100 days of grief and protest.
Israel and Hamas have been at war for six months.
It's been exactly a year.
One year after the horror.
It's been nearly 600 days since Israel's war on Gaza began.
600 days since Hamas militants staged their murderous attack on October 7th.
600 days and they are still holding 58 Israeli hostages.
The war continues day after day, month after month.
Now over a year and a half old though, it feels like it's at a new breaking point.
In Gaza, concerns of famine grow, which is why chaos broke out at the opening of an aid distribution site in Gaza that's run by a U.S.-backed group.
Israel imposed a total blockade on humanitarian aid and commercial supplies to Gaza on the 2nd of March.
This week, there's a temporary ceasefire proposal on the table.
The potential deal involves releasing 10 living Israeli hostages and the bodies of 18 dead.
Hamas did not explicitly accept or reject the offer, but it said it was prepared to release 10 living Israeli hostages and 18 dead ones in exchange for a number of Palestinian prisoners.
Israel has already agreed to it, and Defense Minister Israel Katz warned Hamas that it must agree or, quote, be annihilated.
But Hamas leaders are so far hesitating.
The main sticking point is the same sticking point as always.
Hamas doesn't want a 30-day or a 60-day or a 90-day ceasefire.
They want a promise of an end to the war.
I'm Hannah Rosen.
This is Radio Atlantic.
And that's a question a lot of people have.
When will the war end?
What will it take?
And what happens to Gaza when it does?
I happened to be in Tel Aviv visiting a sick relative when news came out about this latest ceasefire proposal.
I haven't been here since October 7th, and when I arrived, I was struck by one obvious thing.
In the U.S.
papers, I read about what Israel Prime Minister Benjamin Netanyahu is or isn't doing, or what other officials in the Israeli government are saying about the war.
In Tel Aviv, what the government wants or says seems irrelevant, or at least totally drowned out by what the people want.
The gap between the government and the people seems enormous.
The country feels like it's choking on despair and frustration with its own government and the lack of an end to this war.
To be clear, what drives the protests here is different than in the U.S.
Protesters only rarely hold up pictures of, say, children killed in Gaza.
Mostly, they spotlight the hostages and the government's betrayal in leaving them there.
And I didn't have to go far to see this discontent.
My plane landed, and the flight attendant, in a smooth flight attendant voice, said, Takhsir Tam Abaita Achshav, bring them home now.
And then the plane burst into applause.
I went to an ATM machine at the airport, and as my money shuffled out, an automated voice said, bring them home safely.
I arrived at my aunt's apartment building, and a big sticker covered the entryway.
Netanyahu is dangerous.
Her street has been renamed by another sticker, Netanyahu Traitor Street.
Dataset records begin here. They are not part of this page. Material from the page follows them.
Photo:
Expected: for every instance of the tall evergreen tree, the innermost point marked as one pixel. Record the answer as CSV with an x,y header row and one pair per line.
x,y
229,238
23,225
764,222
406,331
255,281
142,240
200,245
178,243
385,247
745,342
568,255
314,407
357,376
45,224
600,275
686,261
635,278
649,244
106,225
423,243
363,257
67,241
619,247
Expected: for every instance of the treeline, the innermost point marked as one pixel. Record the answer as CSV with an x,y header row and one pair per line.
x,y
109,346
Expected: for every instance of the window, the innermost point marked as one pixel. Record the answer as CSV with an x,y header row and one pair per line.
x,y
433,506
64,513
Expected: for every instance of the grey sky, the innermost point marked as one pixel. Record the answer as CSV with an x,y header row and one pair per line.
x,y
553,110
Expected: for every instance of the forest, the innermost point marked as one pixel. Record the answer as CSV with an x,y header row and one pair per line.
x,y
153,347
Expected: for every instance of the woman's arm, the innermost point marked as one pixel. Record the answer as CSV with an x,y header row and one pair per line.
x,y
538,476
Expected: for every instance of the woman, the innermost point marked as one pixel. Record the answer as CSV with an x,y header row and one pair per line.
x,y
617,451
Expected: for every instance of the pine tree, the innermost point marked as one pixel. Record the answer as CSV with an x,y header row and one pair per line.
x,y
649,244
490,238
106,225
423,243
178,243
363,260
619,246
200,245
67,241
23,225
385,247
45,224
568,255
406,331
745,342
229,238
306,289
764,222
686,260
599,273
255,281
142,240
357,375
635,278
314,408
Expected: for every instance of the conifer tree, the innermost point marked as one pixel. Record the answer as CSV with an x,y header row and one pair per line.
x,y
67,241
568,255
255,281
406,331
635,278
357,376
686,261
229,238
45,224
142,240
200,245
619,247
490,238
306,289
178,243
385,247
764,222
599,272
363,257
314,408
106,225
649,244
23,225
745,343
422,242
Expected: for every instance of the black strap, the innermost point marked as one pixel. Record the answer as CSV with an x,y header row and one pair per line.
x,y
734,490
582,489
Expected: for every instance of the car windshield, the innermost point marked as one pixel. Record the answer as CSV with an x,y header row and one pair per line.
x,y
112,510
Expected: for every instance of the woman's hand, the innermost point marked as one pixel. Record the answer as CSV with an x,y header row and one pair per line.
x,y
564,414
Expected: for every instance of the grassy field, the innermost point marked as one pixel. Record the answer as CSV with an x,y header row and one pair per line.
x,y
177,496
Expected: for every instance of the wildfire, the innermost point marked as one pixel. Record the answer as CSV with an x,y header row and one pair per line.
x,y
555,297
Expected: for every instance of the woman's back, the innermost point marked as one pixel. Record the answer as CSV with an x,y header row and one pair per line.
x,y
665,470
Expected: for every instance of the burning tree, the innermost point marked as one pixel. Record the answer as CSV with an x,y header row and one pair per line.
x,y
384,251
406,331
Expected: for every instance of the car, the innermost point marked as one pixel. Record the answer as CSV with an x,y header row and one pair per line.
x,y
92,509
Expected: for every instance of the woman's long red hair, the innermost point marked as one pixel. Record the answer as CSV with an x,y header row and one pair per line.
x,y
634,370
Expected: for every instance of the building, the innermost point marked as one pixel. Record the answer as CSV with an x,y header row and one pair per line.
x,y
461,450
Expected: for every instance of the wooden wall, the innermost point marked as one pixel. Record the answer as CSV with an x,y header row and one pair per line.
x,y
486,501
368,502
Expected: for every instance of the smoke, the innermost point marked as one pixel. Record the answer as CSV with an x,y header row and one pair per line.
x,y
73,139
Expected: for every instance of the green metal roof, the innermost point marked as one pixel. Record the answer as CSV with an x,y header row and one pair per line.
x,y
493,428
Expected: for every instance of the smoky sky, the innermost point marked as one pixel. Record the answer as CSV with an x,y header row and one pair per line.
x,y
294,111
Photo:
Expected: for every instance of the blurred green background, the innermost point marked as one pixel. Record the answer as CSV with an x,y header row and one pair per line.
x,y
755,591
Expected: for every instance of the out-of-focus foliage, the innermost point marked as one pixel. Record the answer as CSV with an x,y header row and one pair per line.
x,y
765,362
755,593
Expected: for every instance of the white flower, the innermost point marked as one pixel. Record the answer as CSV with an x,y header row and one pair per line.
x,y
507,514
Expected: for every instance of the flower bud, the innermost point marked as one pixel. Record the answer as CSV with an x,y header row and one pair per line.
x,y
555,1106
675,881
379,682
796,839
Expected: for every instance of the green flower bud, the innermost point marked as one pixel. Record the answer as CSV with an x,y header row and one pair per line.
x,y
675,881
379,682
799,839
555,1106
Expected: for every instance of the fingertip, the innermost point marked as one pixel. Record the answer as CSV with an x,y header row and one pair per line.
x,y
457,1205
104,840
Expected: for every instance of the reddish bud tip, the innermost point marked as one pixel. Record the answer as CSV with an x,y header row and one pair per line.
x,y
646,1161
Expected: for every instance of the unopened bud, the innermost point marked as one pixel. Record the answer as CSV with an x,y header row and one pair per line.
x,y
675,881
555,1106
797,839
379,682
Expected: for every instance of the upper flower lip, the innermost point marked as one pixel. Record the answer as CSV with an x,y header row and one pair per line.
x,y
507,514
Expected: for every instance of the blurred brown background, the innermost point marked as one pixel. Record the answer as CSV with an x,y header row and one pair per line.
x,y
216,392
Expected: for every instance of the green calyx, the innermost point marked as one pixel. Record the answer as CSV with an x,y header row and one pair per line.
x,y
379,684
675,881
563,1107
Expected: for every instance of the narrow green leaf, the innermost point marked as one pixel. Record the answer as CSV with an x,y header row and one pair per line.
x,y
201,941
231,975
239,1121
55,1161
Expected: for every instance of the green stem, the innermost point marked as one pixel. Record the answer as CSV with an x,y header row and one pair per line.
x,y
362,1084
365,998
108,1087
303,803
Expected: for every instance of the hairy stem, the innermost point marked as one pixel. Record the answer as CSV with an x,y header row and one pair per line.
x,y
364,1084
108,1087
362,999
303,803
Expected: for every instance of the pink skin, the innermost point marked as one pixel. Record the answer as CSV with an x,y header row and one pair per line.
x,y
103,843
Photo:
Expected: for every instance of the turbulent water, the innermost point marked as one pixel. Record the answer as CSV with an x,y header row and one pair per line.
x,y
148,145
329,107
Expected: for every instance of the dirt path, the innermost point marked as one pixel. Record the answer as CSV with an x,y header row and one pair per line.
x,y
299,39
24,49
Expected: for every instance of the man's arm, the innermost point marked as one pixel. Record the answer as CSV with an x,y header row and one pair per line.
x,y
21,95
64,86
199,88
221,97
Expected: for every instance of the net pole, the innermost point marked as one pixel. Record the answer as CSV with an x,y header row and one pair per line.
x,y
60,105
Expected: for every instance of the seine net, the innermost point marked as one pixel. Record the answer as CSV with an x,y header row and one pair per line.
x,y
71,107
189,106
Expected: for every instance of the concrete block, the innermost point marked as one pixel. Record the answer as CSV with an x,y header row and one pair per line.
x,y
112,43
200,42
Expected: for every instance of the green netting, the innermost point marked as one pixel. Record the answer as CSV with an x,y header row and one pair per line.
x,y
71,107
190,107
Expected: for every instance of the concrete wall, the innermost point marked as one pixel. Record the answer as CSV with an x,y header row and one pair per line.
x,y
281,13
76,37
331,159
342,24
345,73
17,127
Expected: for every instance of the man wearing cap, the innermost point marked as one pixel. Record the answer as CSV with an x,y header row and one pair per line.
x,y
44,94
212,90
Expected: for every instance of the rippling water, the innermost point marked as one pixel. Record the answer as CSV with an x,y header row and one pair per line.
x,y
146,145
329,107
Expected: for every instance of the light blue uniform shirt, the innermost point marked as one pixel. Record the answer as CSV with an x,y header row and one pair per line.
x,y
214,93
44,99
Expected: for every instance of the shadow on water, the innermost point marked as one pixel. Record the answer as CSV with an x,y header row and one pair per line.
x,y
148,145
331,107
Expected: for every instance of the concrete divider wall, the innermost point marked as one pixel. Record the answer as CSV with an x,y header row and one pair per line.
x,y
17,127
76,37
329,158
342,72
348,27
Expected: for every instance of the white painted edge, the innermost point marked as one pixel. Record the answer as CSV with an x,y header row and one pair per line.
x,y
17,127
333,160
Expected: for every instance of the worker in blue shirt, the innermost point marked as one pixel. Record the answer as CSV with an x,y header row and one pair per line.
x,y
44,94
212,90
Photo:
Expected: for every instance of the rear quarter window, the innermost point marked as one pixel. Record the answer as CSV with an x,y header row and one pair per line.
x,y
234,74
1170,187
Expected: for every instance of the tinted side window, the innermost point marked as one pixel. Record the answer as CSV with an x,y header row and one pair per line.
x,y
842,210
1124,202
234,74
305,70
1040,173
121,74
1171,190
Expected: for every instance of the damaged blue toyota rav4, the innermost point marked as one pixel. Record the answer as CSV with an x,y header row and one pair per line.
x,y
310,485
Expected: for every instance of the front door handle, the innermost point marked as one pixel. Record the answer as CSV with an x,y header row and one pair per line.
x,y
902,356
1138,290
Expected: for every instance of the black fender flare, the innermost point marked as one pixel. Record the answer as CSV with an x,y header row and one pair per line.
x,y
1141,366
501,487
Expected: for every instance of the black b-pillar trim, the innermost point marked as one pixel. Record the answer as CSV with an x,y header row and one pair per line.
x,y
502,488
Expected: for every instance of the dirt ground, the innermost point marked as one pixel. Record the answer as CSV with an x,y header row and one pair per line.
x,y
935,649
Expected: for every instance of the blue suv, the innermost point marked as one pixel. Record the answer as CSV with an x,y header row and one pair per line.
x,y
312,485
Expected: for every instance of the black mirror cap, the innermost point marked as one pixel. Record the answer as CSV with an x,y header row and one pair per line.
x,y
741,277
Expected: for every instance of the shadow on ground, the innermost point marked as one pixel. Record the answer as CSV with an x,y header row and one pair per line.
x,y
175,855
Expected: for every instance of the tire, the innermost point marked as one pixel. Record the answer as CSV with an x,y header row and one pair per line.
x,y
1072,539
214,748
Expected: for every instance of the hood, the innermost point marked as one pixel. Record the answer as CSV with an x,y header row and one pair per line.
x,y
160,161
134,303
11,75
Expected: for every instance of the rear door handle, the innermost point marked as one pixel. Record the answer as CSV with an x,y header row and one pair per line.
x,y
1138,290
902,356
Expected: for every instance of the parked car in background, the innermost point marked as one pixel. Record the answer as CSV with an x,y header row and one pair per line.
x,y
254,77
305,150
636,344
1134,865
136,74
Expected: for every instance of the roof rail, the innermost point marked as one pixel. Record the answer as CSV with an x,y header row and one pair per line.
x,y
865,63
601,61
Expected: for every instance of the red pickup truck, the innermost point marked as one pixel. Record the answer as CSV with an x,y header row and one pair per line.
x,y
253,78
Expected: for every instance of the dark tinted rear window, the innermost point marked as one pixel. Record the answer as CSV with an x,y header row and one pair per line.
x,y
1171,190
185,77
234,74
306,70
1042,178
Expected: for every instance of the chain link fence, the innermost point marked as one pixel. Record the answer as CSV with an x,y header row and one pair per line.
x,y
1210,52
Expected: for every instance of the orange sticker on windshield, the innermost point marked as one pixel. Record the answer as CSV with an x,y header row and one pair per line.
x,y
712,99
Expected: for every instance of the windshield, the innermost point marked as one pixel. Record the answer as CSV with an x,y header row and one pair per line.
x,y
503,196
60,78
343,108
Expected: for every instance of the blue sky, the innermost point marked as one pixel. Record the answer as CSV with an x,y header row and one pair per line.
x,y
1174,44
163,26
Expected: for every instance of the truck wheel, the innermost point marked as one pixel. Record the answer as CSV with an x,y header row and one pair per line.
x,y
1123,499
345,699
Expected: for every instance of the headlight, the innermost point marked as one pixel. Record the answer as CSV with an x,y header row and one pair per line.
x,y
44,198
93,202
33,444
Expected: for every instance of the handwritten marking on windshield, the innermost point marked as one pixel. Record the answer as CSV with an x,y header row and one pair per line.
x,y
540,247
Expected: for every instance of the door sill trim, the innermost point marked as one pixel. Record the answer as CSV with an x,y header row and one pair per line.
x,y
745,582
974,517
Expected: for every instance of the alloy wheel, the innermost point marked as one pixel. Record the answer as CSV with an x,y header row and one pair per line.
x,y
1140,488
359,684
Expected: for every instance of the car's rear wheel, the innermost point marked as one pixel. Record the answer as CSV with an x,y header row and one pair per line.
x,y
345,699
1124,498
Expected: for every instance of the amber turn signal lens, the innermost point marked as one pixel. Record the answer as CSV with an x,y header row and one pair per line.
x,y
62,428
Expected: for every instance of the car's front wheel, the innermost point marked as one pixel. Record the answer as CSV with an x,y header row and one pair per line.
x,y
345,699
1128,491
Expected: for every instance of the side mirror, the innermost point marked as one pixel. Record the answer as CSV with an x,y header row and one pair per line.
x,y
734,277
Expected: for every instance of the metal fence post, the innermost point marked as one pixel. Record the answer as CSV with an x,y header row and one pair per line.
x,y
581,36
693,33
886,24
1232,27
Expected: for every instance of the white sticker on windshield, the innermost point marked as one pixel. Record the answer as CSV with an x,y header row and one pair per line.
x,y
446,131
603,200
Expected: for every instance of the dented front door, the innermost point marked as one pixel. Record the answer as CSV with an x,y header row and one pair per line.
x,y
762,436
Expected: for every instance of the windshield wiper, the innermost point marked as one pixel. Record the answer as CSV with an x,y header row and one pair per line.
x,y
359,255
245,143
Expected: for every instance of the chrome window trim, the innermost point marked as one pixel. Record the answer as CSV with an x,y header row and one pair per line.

I happened to arrive at the end of May on the 600th day of the war.
I was taking a bus that day, and the driver stopped in the middle of the road and said, sorry, can't move.
Everyone get off.
Because the streets were clogged with hundreds of protesters, most of them wearing shirts that in large block letters in English said N-O-W, now, as in bring back the hostages, now, but also end this war now.
600 days of darkness, he says.
600 days, and there is no light at the end of this war.
Enough of this war, someone shouts in the background.
How long will we live in a country that's at war?
Bring all of them back now!
Whoa!
So those are the streets.
And there's one more thing boiling over.
Something fairly new in Israeli society, which makes this anger at Netanyahu in the war seem wider than usual.
It's coming from the military itself.
Veterans of the Israeli Defense Force, pilots, medics, military leaders en masse from everywhere have been asking Netanyahu to stop the war.
In April, more than 250 veterans of the Mossad, which is Israel's equivalent of the CIA, signed an open letter asking Netanyahu to bring the hostages home, even if that means ending the war.
Spies don't usually sign open anything.
This letter included three former Mossad chiefs and while I was in Israel I sat down with one of them.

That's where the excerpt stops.